To do this, we'll use the set stage. The set stage allows you to transform your data by adding new fields or updating existing fields within a pipeline.
In our set stage, we'll create a new field named children's books using filter to extract books with the genre children's literature from the books array.
This field will be created for all of our output documents, but only those that contain children's books will have data in the field. The rest will have a value of null.
The filter operator uses the following parameters.
Input, which describes what we're filtering. In our case, the books array. As, which allows us to create a variable for our filter, which we'll call book.
And cond, which allows us to specify a condition that an element of the array must meet. In this case, we use an equality expression. For each book variable created, we'll evaluate whether it meets the condition we specify. In this case, we want to check if the genre of the book matches children's literature.
When we run this pipeline, we get documents which include our sales records, the customer details from the customer associated with the sale, and the newly created children's books field. This field is only populated if the sale includes a children's book. This document does contain a children's book, and it has data in the children's books field. However, this pipeline will also output sales documents that contain no children's books, which isn't very useful for us.

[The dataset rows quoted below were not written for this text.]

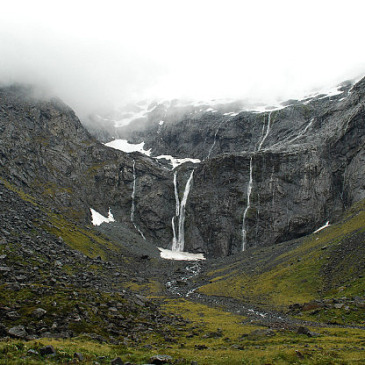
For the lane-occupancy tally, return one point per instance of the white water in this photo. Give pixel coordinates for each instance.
(215, 139)
(267, 132)
(98, 218)
(176, 194)
(133, 207)
(250, 183)
(176, 161)
(175, 255)
(323, 227)
(249, 189)
(177, 212)
(178, 243)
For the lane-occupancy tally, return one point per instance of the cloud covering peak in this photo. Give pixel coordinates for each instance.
(104, 54)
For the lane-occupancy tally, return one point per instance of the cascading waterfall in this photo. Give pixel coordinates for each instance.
(249, 187)
(177, 212)
(179, 241)
(215, 139)
(267, 132)
(133, 208)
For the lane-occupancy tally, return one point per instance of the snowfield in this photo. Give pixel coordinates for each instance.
(181, 256)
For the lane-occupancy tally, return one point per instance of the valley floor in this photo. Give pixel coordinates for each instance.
(299, 302)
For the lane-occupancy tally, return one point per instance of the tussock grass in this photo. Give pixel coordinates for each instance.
(299, 275)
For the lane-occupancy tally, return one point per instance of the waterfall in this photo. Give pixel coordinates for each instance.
(133, 208)
(179, 242)
(250, 183)
(267, 131)
(249, 189)
(176, 194)
(177, 212)
(215, 139)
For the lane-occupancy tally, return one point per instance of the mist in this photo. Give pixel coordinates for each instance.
(100, 55)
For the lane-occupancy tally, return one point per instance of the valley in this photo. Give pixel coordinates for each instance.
(274, 288)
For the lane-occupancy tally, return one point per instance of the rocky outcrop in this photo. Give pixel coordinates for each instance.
(46, 151)
(307, 167)
(274, 175)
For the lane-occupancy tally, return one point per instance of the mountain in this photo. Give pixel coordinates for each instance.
(288, 183)
(265, 176)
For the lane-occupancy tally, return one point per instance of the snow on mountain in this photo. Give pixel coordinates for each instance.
(125, 146)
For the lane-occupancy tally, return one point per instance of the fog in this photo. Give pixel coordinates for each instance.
(104, 54)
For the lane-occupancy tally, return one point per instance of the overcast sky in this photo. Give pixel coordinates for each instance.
(97, 54)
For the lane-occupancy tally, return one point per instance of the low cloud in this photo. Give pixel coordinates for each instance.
(106, 55)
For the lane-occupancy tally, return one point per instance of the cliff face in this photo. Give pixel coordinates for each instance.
(264, 177)
(46, 151)
(306, 162)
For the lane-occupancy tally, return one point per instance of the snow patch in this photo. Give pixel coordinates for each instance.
(125, 146)
(98, 219)
(231, 114)
(180, 256)
(177, 161)
(323, 227)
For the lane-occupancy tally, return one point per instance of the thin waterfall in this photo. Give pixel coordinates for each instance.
(249, 189)
(177, 212)
(250, 183)
(215, 139)
(178, 243)
(133, 208)
(267, 131)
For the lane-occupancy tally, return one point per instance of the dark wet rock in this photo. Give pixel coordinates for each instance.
(305, 331)
(117, 361)
(33, 352)
(263, 332)
(161, 359)
(39, 313)
(79, 356)
(18, 332)
(47, 350)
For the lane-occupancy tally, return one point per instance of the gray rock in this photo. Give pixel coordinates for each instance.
(263, 332)
(117, 361)
(161, 359)
(47, 350)
(18, 332)
(79, 356)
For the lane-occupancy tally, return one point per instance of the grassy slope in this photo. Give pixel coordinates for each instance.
(321, 266)
(215, 336)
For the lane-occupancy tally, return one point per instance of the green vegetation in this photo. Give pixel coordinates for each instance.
(213, 337)
(323, 265)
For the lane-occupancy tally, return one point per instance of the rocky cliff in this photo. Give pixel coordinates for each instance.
(265, 177)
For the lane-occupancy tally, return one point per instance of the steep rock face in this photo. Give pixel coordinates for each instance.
(45, 150)
(274, 175)
(299, 181)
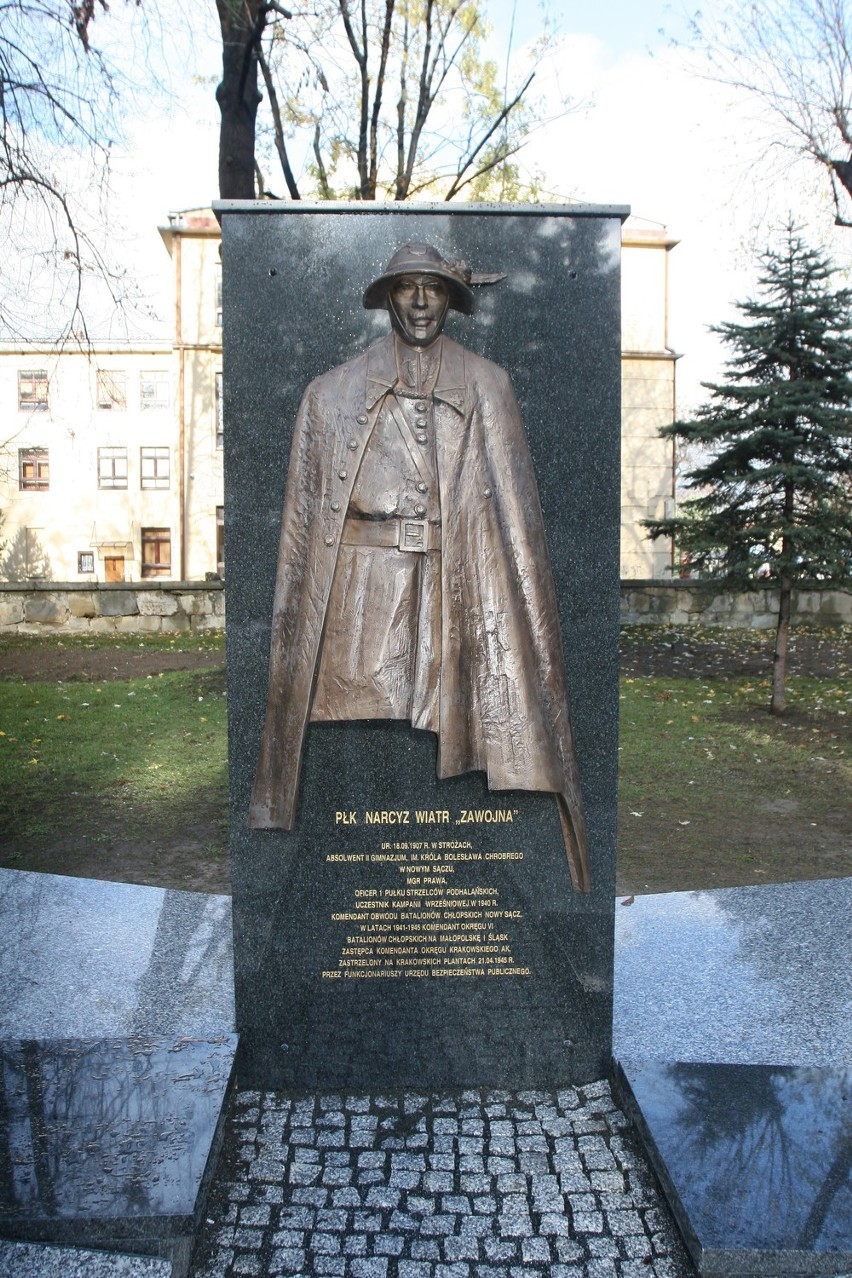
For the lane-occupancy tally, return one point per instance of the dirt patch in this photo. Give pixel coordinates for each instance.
(51, 663)
(667, 652)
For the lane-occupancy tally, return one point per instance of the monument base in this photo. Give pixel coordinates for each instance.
(754, 1161)
(111, 1143)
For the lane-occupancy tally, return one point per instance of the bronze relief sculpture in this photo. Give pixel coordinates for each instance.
(413, 578)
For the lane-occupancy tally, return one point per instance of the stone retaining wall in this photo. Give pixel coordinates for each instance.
(179, 607)
(150, 607)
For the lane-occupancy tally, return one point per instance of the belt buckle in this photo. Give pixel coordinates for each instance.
(414, 534)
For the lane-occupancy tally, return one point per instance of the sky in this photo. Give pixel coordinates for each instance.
(648, 130)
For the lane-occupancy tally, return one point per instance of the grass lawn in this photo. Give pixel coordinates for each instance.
(717, 792)
(120, 777)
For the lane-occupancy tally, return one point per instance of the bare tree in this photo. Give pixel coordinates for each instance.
(56, 105)
(795, 56)
(391, 97)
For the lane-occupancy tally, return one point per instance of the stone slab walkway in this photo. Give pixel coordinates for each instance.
(464, 1185)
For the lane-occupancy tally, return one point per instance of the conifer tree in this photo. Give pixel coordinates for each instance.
(775, 490)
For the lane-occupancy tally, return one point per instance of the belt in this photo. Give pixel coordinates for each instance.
(404, 534)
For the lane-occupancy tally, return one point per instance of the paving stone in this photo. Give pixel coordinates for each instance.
(455, 1203)
(437, 1224)
(414, 1269)
(456, 1270)
(625, 1222)
(424, 1249)
(311, 1195)
(290, 1240)
(501, 1249)
(383, 1196)
(332, 1221)
(245, 1265)
(286, 1262)
(588, 1222)
(387, 1244)
(607, 1182)
(603, 1247)
(345, 1196)
(404, 1223)
(478, 1226)
(461, 1247)
(327, 1244)
(331, 1265)
(258, 1214)
(368, 1267)
(555, 1222)
(420, 1205)
(511, 1184)
(437, 1182)
(569, 1251)
(296, 1218)
(535, 1251)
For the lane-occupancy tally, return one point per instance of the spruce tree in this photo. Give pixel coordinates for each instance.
(775, 488)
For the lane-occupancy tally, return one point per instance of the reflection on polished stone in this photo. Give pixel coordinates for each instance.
(84, 959)
(738, 975)
(107, 1143)
(756, 1162)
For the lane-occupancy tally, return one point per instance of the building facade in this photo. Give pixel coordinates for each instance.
(111, 458)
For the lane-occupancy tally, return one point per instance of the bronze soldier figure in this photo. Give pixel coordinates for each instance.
(413, 577)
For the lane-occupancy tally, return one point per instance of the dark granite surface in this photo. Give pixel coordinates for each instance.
(755, 1161)
(293, 286)
(87, 959)
(110, 1141)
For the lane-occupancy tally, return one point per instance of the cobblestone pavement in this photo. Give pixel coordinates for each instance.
(463, 1185)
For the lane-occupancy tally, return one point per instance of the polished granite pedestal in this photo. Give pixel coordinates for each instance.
(733, 1046)
(115, 1062)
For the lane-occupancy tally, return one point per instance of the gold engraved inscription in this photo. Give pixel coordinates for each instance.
(422, 923)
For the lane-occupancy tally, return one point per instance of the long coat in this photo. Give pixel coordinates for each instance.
(503, 706)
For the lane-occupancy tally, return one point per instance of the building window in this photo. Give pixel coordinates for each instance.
(32, 390)
(111, 390)
(220, 541)
(220, 414)
(156, 552)
(33, 469)
(111, 468)
(153, 468)
(155, 389)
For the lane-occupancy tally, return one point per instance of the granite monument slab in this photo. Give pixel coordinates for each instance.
(399, 922)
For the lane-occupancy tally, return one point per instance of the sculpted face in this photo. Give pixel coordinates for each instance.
(418, 307)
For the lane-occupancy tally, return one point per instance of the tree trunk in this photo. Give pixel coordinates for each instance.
(778, 703)
(238, 96)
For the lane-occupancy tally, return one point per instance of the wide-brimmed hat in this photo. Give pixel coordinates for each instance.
(420, 260)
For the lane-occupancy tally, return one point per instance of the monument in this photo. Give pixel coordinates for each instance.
(438, 394)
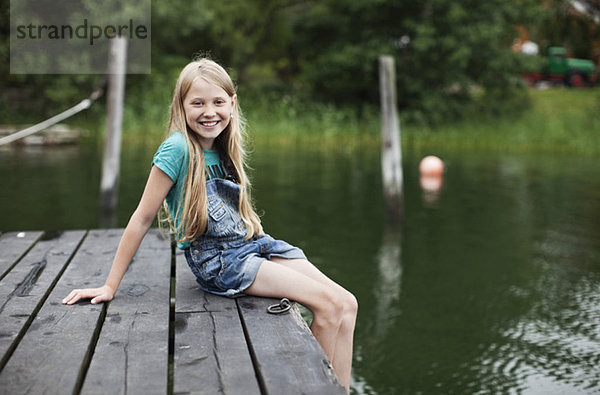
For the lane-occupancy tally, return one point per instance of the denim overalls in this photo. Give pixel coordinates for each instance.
(222, 261)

Let's add in a simple match stage requiring that any documents output after this stage must not have a value of null for the children's books field. Now our pipeline only shows us sales records when the customer purchased a children's book. Finally, we'll use a project stage.
This project stage will remove the ID field from the output documents, combine the customer's first and last names into a single string, include the customer's email and the children's books field that we created with our set stage.
By including the three fields that we want, everything else will be excluded by the project stage.
Our aggregation pipeline is finished. Let's see what we get when we run it. And look at that. We have exactly what we wanted.
There's now one document for each customer who has purchased children's books from us. This document includes their name, email address, and what children's books they've already purchased. Great work. Let's review what we've learned in this video.
The lookup stage joins two different collections and adds match documents as an array. The set stage adds new fields or updates existing fields in your pipeline documents. We also created an aggregation pipeline using these stages. See you in the next one.